U.S. court term has major gun rights, business cases
U.S. court term has major gun rights, business cases
James Vicini
October 4, 2009
WASHINGTON (Reuters) – The U.S. Supreme Court will again consider gun rights and decide an important case that could loosen restrictions on corporation spending in political campaigns in its new term beginning on Monday.
The nine-member panel now includes Justice Sonia Sotomayor. Appointed by President Barack Obama, she is the first justice named by a Democratic president in 15 years and the first Hispanic on the high court.
Sotomayor succeeded Justice David Souter, who retired in June. She generally is expected to vote with the three other liberals as Souter did.
“The 2009 term seems likely to produce important decisions on free speech, government accountability and criminal justice,” Steven Shapiro of the American Civil Liberties Union said. “And it certainly will tell us more than we now know about the role that Justice Sotomayor will play on a Supreme Court that remains closely divided along ideological lines.”

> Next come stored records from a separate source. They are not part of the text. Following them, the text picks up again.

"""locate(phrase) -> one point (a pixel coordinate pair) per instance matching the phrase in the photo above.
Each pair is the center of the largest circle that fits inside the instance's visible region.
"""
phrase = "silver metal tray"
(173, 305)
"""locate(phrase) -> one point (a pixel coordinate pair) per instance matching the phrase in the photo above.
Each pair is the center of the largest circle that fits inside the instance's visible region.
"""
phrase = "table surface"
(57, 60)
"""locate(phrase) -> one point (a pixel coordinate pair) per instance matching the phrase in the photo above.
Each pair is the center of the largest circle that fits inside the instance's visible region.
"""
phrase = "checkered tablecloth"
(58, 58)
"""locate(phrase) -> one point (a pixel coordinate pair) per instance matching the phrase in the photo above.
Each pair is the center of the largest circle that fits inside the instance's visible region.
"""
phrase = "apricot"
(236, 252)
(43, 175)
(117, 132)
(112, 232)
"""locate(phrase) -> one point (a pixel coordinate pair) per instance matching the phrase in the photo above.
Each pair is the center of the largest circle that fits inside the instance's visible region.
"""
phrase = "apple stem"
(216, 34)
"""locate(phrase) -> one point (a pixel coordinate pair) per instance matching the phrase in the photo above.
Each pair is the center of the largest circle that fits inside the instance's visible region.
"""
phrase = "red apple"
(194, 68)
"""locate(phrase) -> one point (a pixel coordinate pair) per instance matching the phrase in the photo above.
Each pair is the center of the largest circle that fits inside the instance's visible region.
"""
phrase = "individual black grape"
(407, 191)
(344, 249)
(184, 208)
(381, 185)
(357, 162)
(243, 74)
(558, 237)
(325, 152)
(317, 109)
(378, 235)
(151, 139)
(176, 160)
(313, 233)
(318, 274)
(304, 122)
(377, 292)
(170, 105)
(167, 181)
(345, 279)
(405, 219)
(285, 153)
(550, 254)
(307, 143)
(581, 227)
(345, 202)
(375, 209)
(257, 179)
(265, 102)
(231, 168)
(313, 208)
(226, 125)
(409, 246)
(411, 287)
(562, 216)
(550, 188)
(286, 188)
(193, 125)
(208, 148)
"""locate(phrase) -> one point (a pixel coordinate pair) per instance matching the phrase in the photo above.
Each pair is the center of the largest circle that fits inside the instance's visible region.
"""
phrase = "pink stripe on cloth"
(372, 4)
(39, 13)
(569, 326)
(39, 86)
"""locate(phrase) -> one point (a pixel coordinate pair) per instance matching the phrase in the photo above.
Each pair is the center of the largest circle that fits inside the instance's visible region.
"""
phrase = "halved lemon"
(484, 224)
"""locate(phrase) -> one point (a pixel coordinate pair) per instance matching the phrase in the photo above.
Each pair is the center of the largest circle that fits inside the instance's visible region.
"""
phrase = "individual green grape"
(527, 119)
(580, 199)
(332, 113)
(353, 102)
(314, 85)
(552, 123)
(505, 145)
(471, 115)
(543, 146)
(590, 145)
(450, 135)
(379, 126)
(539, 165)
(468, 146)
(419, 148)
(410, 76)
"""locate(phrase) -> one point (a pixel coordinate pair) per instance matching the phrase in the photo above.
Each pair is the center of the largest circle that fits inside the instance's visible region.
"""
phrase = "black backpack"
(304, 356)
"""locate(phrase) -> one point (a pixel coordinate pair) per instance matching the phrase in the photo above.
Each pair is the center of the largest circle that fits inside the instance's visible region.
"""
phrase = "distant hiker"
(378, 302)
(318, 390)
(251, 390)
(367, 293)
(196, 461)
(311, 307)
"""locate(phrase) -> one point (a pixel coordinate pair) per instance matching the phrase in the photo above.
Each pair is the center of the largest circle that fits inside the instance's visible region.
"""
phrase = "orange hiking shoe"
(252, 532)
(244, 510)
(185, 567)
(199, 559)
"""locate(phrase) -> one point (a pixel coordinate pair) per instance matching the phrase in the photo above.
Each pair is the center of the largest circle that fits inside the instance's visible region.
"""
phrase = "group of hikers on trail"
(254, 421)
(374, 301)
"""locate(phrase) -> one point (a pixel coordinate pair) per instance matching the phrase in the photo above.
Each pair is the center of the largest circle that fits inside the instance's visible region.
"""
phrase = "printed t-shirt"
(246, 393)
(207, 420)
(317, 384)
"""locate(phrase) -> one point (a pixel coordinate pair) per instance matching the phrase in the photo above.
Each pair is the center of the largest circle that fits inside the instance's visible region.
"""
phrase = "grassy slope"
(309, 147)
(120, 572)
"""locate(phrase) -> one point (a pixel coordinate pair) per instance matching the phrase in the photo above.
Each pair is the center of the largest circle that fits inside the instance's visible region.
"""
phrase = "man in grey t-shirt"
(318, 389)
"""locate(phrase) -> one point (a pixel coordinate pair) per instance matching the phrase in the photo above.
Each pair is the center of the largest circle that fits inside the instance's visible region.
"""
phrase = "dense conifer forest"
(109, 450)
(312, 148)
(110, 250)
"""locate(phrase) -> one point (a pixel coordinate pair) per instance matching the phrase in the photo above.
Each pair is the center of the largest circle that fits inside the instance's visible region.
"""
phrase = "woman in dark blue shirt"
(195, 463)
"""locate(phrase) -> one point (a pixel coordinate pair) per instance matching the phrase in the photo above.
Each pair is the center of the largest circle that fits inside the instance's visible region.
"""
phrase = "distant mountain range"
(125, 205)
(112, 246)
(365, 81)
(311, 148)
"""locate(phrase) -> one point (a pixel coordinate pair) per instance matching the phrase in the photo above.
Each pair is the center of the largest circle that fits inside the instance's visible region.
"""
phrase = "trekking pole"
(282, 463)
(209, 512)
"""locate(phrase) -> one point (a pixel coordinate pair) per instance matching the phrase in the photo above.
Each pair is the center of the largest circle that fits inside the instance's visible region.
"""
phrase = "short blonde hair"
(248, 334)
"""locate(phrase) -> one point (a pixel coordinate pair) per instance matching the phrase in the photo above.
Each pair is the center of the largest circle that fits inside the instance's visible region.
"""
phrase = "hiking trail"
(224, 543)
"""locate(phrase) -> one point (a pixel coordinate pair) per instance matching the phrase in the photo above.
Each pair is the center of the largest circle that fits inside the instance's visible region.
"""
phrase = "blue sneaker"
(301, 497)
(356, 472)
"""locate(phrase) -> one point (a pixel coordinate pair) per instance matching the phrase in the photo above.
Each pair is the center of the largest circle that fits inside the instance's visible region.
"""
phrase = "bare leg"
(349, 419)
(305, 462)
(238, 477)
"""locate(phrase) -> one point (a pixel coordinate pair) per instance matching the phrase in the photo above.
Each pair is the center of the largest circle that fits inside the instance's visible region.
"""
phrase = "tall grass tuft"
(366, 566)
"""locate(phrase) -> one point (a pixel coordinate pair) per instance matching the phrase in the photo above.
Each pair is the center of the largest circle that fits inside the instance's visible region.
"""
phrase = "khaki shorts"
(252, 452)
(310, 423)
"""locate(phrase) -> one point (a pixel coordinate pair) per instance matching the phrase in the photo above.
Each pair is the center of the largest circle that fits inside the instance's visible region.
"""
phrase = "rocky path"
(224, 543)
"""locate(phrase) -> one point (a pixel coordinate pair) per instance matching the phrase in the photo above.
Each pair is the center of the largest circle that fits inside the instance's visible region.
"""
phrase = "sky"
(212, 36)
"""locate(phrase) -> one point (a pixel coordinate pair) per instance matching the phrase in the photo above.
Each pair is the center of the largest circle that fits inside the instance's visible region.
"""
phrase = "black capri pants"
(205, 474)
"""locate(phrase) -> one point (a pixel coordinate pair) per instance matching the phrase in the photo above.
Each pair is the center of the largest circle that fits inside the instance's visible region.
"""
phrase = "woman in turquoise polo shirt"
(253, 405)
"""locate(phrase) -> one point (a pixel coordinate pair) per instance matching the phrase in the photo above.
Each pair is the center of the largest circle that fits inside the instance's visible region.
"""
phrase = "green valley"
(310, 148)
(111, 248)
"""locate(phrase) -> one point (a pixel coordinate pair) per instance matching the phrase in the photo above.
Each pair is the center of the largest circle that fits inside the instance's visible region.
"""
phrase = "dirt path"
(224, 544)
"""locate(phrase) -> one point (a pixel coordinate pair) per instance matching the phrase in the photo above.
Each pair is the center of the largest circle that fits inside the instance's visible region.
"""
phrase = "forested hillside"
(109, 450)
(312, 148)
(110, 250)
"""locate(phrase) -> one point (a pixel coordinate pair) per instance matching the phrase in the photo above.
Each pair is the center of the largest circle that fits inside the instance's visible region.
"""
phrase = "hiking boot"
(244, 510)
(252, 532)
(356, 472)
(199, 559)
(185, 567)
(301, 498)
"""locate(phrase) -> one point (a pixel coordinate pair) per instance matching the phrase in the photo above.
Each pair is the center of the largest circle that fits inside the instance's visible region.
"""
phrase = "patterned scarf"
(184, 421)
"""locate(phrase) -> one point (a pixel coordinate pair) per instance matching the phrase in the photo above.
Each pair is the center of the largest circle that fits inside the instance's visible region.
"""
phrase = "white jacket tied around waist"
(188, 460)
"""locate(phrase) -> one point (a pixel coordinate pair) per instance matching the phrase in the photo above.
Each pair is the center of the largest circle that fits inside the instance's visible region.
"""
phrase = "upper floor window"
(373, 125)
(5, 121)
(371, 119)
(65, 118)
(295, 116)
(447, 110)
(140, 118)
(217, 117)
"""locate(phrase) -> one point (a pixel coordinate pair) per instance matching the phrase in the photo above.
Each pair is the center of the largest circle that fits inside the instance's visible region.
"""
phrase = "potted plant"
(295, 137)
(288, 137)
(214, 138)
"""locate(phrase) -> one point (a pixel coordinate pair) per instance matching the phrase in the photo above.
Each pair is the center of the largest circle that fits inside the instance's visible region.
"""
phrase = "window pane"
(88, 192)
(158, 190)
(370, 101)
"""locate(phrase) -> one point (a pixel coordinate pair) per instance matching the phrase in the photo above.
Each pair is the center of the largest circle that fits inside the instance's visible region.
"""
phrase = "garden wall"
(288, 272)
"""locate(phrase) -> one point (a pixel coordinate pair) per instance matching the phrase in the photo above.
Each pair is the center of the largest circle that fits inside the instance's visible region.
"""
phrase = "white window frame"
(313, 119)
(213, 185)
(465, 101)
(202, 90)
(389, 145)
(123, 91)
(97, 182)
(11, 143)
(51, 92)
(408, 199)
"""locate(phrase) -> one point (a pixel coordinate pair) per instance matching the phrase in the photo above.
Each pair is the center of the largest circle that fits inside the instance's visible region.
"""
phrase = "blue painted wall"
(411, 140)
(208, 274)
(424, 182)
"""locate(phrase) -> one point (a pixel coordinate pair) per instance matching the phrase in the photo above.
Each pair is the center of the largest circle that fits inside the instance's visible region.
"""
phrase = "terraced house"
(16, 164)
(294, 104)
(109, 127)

The term could reveal whether the five-member conservative majority led by Chief Justice John Roberts overturns past precedents on issues like corporate spending limits for congressional and presidential races.
“This term is going to be an enormous test for Chief Justice Roberts and the conservatives on the court,” said Doug Kendall, founder and president of the Constitutional Accountability Center, a liberal think tank and law firm.
The court heard arguments in the campaign finance case in a special session last month. The conservatives appeared ready to rule that corporate spending limits for federal campaigns violated the free-speech rights of businesses.
The conservatives include two appointees of Republican President George W. Bush — Roberts and Justice Samuel Alito, who in 2006 replaced the more moderate Justice Sandra Day O’Connor. The others are Justices Antonin Scalia, Clarence Thomas and Anthony Kennedy.
Besides Sotomayor, the liberals are Justices Ruth Bader Ginsburg and Stephen Breyer, both appointees of Democratic President Bill Clinton, and Justice John Paul Stevens, at 89 the court’s oldest and longest-serving member.